Radical GPU design is in development
Today, HBM stacks integrate 8, 12 or 16 memory units as well as a logic layer that acts as a hub. HBM stacks are placed on the interposer next to CPUs or GPUs and connected to their processors using a 1024-bit interface. SK Hynix, on the other hand, aims to completely eliminate interconnects by embedding HBM4 stacks directly into processors.
In fact, we have been experiencing something similar for a while. This approach is to some extent similar to AMD’s 3D V-Cache built directly into CPU dies, but HBM will of course have much higher capacities. Unlike 3D V-Cache, HBM will also be cheaper but slower in terms of performance.
SK Hynix is reportedly discussing the HBM4 integration design method with several fabless companies, including Nvidia. It is likely that SK Hynix and Nvidia will jointly design the chip from the beginning and manufacture it at TSMC, while TSMC will embed SK Hynix’s HBM4 memory into the logic chips using a wafer bonding technology.
There are some difficulties to overcome
Modern logic processors like Nvidia’s H100 consume hundreds of watts of power and emit hundreds of watts of thermal energy. The power consumption of HBM memories is not low either. So cooling a package containing both logic chips and memory will present new challenges.

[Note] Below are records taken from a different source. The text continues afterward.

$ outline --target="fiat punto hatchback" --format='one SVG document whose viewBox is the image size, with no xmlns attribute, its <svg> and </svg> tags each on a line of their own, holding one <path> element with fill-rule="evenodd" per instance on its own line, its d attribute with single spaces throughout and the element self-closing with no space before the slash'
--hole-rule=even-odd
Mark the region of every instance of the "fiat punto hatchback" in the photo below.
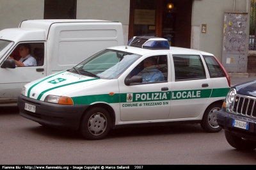
<svg viewBox="0 0 256 170">
<path fill-rule="evenodd" d="M 18 105 L 24 118 L 79 130 L 87 139 L 101 139 L 110 128 L 173 123 L 200 123 L 217 132 L 216 114 L 229 89 L 213 54 L 134 37 L 27 84 Z"/>
</svg>

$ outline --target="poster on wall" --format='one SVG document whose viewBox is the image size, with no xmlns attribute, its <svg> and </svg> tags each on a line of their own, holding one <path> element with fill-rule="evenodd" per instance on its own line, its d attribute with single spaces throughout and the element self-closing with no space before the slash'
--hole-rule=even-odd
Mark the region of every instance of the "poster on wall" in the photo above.
<svg viewBox="0 0 256 170">
<path fill-rule="evenodd" d="M 134 10 L 134 24 L 155 25 L 156 11 Z"/>
<path fill-rule="evenodd" d="M 247 72 L 247 13 L 225 13 L 222 64 L 228 72 Z"/>
<path fill-rule="evenodd" d="M 168 13 L 163 16 L 162 37 L 169 42 L 170 46 L 175 45 L 175 15 Z"/>
</svg>

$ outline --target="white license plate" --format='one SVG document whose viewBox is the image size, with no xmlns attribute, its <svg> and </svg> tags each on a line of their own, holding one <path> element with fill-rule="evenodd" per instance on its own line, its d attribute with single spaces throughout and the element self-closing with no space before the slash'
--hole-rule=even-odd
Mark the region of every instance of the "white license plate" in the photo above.
<svg viewBox="0 0 256 170">
<path fill-rule="evenodd" d="M 248 130 L 249 122 L 233 119 L 232 127 Z"/>
<path fill-rule="evenodd" d="M 24 109 L 29 112 L 36 112 L 36 106 L 35 105 L 25 103 Z"/>
</svg>

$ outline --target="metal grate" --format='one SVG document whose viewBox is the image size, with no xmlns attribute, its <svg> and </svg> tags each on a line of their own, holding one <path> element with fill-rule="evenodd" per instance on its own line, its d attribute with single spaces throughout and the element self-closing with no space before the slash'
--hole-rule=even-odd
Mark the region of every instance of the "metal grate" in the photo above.
<svg viewBox="0 0 256 170">
<path fill-rule="evenodd" d="M 236 95 L 232 110 L 234 113 L 250 118 L 256 118 L 256 98 Z"/>
</svg>

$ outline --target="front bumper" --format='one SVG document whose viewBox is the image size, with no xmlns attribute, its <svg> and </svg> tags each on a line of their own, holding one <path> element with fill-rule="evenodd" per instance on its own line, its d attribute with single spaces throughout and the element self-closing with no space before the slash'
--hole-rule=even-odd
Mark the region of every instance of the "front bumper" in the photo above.
<svg viewBox="0 0 256 170">
<path fill-rule="evenodd" d="M 36 105 L 36 112 L 24 109 L 25 102 Z M 83 113 L 89 105 L 60 105 L 32 99 L 22 95 L 18 97 L 20 116 L 42 125 L 60 128 L 78 130 Z"/>
<path fill-rule="evenodd" d="M 249 129 L 245 130 L 232 126 L 233 120 L 249 123 Z M 256 119 L 228 113 L 223 109 L 218 112 L 217 122 L 225 130 L 232 132 L 234 135 L 256 141 Z"/>
</svg>

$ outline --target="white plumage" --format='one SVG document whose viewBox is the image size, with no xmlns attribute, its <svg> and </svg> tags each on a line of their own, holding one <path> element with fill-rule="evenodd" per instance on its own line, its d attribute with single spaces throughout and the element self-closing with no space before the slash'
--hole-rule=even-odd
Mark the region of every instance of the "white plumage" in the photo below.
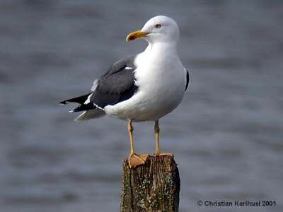
<svg viewBox="0 0 283 212">
<path fill-rule="evenodd" d="M 115 63 L 93 82 L 91 93 L 62 101 L 79 105 L 71 112 L 83 111 L 75 120 L 83 121 L 108 114 L 127 120 L 131 151 L 129 165 L 145 163 L 148 154 L 134 151 L 132 122 L 154 121 L 156 155 L 159 148 L 158 119 L 178 107 L 187 90 L 188 72 L 177 54 L 179 28 L 171 18 L 158 16 L 148 20 L 141 30 L 129 34 L 127 40 L 142 38 L 149 45 L 135 56 Z"/>
</svg>

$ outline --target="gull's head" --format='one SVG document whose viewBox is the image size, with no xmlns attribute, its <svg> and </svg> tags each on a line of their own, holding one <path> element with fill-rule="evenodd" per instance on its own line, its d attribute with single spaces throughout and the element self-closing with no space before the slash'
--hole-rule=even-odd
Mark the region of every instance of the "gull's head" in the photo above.
<svg viewBox="0 0 283 212">
<path fill-rule="evenodd" d="M 149 19 L 142 30 L 129 33 L 127 41 L 143 38 L 149 43 L 177 43 L 179 40 L 179 28 L 174 20 L 164 16 Z"/>
</svg>

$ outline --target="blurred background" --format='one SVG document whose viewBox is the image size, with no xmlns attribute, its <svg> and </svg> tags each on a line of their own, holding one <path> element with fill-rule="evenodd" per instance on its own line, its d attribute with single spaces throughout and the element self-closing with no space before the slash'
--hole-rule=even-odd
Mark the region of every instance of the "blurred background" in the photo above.
<svg viewBox="0 0 283 212">
<path fill-rule="evenodd" d="M 142 52 L 146 42 L 126 35 L 159 14 L 179 24 L 191 78 L 160 122 L 180 169 L 180 211 L 283 211 L 283 1 L 0 1 L 1 212 L 118 211 L 126 123 L 74 122 L 57 103 Z M 137 151 L 153 153 L 153 124 L 134 124 Z"/>
</svg>

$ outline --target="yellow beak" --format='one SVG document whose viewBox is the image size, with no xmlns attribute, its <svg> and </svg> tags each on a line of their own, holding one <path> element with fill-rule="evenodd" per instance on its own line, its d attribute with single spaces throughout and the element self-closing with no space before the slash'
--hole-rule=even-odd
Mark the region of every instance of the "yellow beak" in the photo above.
<svg viewBox="0 0 283 212">
<path fill-rule="evenodd" d="M 144 37 L 146 36 L 147 34 L 149 33 L 142 32 L 141 30 L 134 31 L 127 36 L 126 41 L 130 41 L 134 40 L 137 38 Z"/>
</svg>

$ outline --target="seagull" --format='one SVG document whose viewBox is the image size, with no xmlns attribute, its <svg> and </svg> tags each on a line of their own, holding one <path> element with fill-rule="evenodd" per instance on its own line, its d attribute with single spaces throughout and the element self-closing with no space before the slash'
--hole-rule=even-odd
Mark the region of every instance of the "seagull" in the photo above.
<svg viewBox="0 0 283 212">
<path fill-rule="evenodd" d="M 154 155 L 173 156 L 160 150 L 158 120 L 177 107 L 189 84 L 189 73 L 177 54 L 179 37 L 179 28 L 172 18 L 158 16 L 149 19 L 142 30 L 129 33 L 126 38 L 127 42 L 145 40 L 148 46 L 144 52 L 114 63 L 94 81 L 88 93 L 60 102 L 79 104 L 69 111 L 83 112 L 76 121 L 105 114 L 127 121 L 130 167 L 144 164 L 149 156 L 134 151 L 134 122 L 154 122 Z"/>
</svg>

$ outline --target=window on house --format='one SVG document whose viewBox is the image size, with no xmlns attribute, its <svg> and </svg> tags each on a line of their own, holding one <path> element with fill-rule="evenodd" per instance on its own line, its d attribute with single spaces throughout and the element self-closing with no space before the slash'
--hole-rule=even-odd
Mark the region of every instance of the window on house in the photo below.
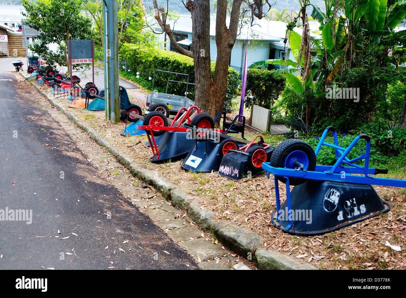
<svg viewBox="0 0 406 298">
<path fill-rule="evenodd" d="M 174 32 L 173 38 L 177 41 L 180 41 L 181 40 L 183 40 L 184 39 L 187 39 L 188 38 L 188 35 Z M 179 45 L 185 50 L 190 50 L 190 46 L 187 46 L 185 45 Z M 175 48 L 175 46 L 172 43 L 172 42 L 171 43 L 171 50 L 173 52 L 175 52 L 177 53 L 179 52 L 179 51 L 176 50 L 176 48 Z"/>
</svg>

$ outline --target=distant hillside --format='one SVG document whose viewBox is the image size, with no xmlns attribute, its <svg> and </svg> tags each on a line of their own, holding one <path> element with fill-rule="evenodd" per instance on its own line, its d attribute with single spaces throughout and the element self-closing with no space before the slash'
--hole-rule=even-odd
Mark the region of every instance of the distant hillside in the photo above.
<svg viewBox="0 0 406 298">
<path fill-rule="evenodd" d="M 2 0 L 0 0 L 2 1 Z M 212 3 L 215 0 L 210 0 L 210 3 Z M 186 0 L 184 0 L 186 2 Z M 144 4 L 146 8 L 149 7 L 152 7 L 153 5 L 152 4 L 152 0 L 142 0 L 142 2 Z M 158 6 L 162 6 L 166 8 L 166 0 L 157 0 Z M 272 2 L 272 1 L 271 1 Z M 326 9 L 324 6 L 324 0 L 313 0 L 312 2 L 321 9 L 322 10 L 324 11 Z M 171 11 L 174 11 L 179 13 L 183 14 L 189 13 L 182 3 L 182 0 L 169 0 L 169 10 Z M 294 11 L 298 11 L 300 8 L 300 5 L 299 4 L 298 0 L 278 0 L 277 1 L 276 4 L 273 6 L 272 8 L 276 8 L 279 10 L 281 10 L 285 8 L 288 8 L 288 11 L 290 11 L 291 9 Z M 311 9 L 309 12 L 309 14 L 311 12 Z"/>
<path fill-rule="evenodd" d="M 20 0 L 0 0 L 0 4 L 6 4 L 9 5 L 21 5 Z"/>
</svg>

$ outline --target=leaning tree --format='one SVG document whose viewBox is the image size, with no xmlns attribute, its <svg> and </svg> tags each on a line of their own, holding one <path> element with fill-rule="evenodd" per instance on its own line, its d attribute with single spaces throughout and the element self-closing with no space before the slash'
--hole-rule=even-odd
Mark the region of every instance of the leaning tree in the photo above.
<svg viewBox="0 0 406 298">
<path fill-rule="evenodd" d="M 228 67 L 237 38 L 240 17 L 251 11 L 251 23 L 254 18 L 265 15 L 263 9 L 270 9 L 269 0 L 233 0 L 227 26 L 227 2 L 217 0 L 216 19 L 216 43 L 217 56 L 214 73 L 212 75 L 210 60 L 210 1 L 187 0 L 182 2 L 190 12 L 192 22 L 192 51 L 182 48 L 175 40 L 170 25 L 167 24 L 168 10 L 158 7 L 153 0 L 155 19 L 171 42 L 181 54 L 193 58 L 194 66 L 195 103 L 214 117 L 221 110 L 225 99 Z"/>
</svg>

While there are fundamental hurdles to overcome for now, integrating memory directly into processors will also change the way chips are designed and manufactured. Manufacturing DRAM using the same processing technology as the corresponding CPU or GPU will improve performance. In turn, memory costs will increase significantly. “Within 10 years, the ‘rules of the game’ for semiconductors may change and the distinction between memory and logic semiconductors may become irrelevant,” industry officials said.